Here’s more to consider:
- Separate entrance and waiting area for to-go orders to minimize disruption to the dine-in guests while also making it easy to come in and out for the to-go guest and delivery drivers.
- A curbside option where food is brought out to the guest (This leads to dedicated parking spaces, security cameras, headsets, and even the need for handheld credit card scanners.)
- Dedicated staff for off-premise. Someone needs to own the to-go station. Quality control on the orders. Watch for curbside guests to pull up, etc. This will typically be a server. Servers make their money on tips and tips tend to be less on to-go orders; worse, they are non-existent on delivery orders as the drivers get tipped. You need to take this into account when compensating the to-go specialists. It likely means a higher per-hour rate or no one will want to do the job.
- Promote your to-go and delivery business. Make existing dine-in guests aware of the to-go and delivery options. Advertise outside your four walls to potentially win new guests that would never be a dine-in guest, and if you are going to go big with delivery, you have to pay to play with the big delivery providers (GrubHub, UberEats, etc). And while that trip might be less profitable than your dine-in trips, it is certainly more profitable than NO trip.
Tabor: In a post Covid-19 world, what do you think the future for restaurants look like?
Hingher: Off-premise will continue to be a growing share of the overall business. The physical layout of the restaurant of the future will be different. Dine-in and off-premise will most likely still share a kitchen, but otherwise be very separate or include walled-off spaces with dedicated parking, staff, waiting areas, etc. As more business shifts to off-premise, the square feet dedicated to dine-in will also likely decline. In addition, future locations should take into account not only dine-in guest traffic but also where to locate the restaurant to maximize the to-go/delivery potential - locations near office buildings, hospitals, apartment complexes, and colleges will start to look better and better.

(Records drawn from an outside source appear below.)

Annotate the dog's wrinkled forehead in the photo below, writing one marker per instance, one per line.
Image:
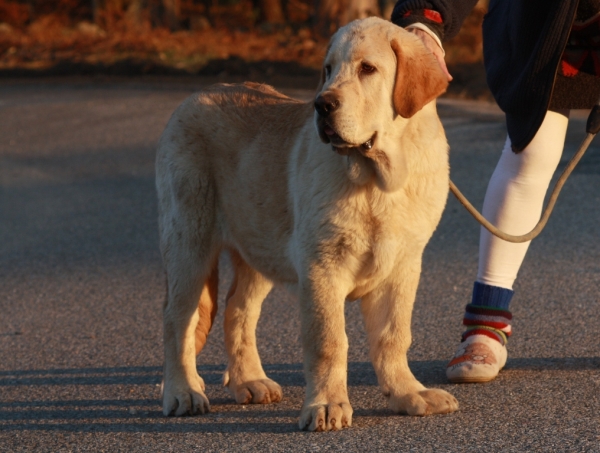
(359, 39)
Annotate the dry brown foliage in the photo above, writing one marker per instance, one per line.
(53, 38)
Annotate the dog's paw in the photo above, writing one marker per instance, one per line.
(179, 400)
(261, 391)
(326, 417)
(424, 402)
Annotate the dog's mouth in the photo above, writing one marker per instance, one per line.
(340, 145)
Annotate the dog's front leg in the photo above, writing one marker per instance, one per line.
(387, 312)
(325, 347)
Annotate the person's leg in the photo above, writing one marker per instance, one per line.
(513, 202)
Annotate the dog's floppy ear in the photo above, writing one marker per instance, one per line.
(419, 79)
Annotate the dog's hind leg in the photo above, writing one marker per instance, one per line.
(387, 312)
(190, 246)
(245, 378)
(207, 308)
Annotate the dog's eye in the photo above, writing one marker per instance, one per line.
(366, 68)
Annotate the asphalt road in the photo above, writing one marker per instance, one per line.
(81, 289)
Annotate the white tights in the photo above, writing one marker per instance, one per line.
(514, 199)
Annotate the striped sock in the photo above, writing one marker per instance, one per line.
(488, 313)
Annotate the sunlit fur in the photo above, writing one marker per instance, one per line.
(242, 168)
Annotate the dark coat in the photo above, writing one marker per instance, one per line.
(523, 41)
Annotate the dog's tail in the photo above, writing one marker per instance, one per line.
(207, 307)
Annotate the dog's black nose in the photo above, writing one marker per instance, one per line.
(325, 104)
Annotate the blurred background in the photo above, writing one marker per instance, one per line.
(227, 39)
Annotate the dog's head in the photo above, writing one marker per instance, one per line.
(374, 71)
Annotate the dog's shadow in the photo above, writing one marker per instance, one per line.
(115, 415)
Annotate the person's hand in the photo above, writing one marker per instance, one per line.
(434, 48)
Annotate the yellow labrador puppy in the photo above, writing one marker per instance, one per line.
(336, 199)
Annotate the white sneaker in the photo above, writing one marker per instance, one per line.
(478, 359)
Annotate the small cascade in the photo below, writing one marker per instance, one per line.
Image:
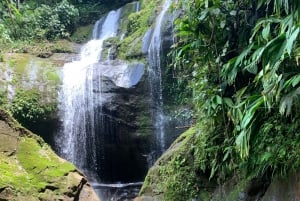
(80, 101)
(137, 7)
(155, 80)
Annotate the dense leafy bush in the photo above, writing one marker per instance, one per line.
(243, 68)
(42, 22)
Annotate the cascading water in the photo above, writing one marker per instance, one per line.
(155, 78)
(80, 106)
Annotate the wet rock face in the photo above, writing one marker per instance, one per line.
(30, 170)
(124, 133)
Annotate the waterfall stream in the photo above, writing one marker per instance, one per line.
(88, 128)
(78, 102)
(155, 79)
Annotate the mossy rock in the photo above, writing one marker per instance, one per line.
(30, 170)
(174, 177)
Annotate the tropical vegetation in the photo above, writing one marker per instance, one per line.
(240, 60)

Staffing restaurants has been a challenge for years now. I think that fact coupled with the COVID-19 implications (i.e. less face-to-face interaction) will accelerate the shift to digital ordering and things like order ahead; kiosk ordering; tabletop ordering; and order and pay on the phone while at a table.
Hygiene signaling will be even more important for the next several years. Guests now don’t just expect cleanliness, they demand it. Make sure the steps you are taking are visible to the guest. That includes posting procedures and being very visible with the cleaning steps you are taking like wiping down tables and seating and clean bathrooms. Let them see your employees actively doing the cleaning.